Late Night: Wingnut Crap of the Week
Over the past week the nation’s attention has been lasered in on the Writer’s Guild of America strike — unsurprisingly so, since right now there’s nothing good on TV.
The issues in this dispute are clear. The Writer’s Guild has advanced the position that they want to be paid for their work when it is used on the Internet, and they would also like to be fairly compensated when their work is sold as DVDs. Management has responded with the substantive criticism that the writers are a bunch of babies. Powerful and obviously quite thoughtful voices have likewise suggested that the writers are “stupid”. And that’s Michael Eisner talking, a fellow famous for his brilliant management style and keen sense of what the American public wants, not only when it comes to entertainment, but also online. So you can see that both sides present equally compelling cases. It is exceedingly tricky to tell who’s in the right when you have such well thought out arguments on either side.
But no such difficulty ought to present itself when it comes to today’s other great labor controversy involving writers on the one hand and corporate management on the other. That would be the ferocious dispute that has broken out between certain of America’s most beloved completely insane right-wing authors and Regnery Publishing.

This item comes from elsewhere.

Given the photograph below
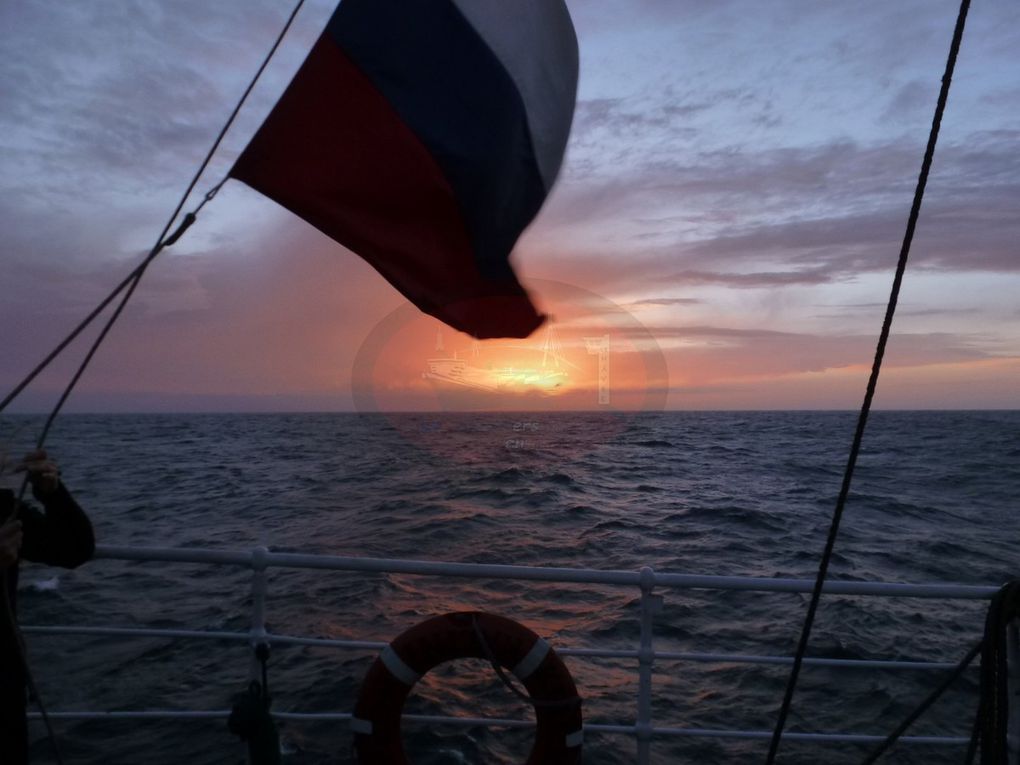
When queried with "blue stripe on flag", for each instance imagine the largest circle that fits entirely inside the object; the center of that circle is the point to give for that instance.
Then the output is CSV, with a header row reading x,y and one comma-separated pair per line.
x,y
453,93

As Digby has reminded us, we must be sympathetic to the plight of our Brothers and Sisters in the Workers Movement everywhere, whether they be California grocery workers, Teamsters, or demented right-wing frauds who are bitching because their publisher is acting in a way that not only greatly benefits them, but is also in accordance with their most cherished ideological beliefs.
I am not so cynical as some of my colleagues in the Left Blogosphere, who apparently think the spectacle of these aggrieved wingnut authors is somehow “comical” or “amusing,” or that all this somehow makes them “absolute dipshits.” No.
I most sincerely urge all Regnery authors, and indeed all right-wing
hacks and crazies writers and thinkers everywhere to immediately unionize. And right after that, go on strike. Make it a good, long, interminable one, too. C’mon! Power to the people! Stick it to the man! Sing along with me!
I know that such a course of action may further delay the appearance of Jonah Goldberg’s book but you may rest assured I am prepared to endure such an ordeal with manful forbearance. And if I can make such a sacrifice, is it in any way too much to ask that, say, Victor David Hanson stop telling the world what he thinks for a good long while?
I think not. Why, I’ll even bring donuts to the picket line! What do you say, Mary Katharine Ham? I know where to get some mighty tasty Boston Cremes!
Wingnuts of the world, unite. You have nothing to lose but your chains, or, I suppose, Cheetos.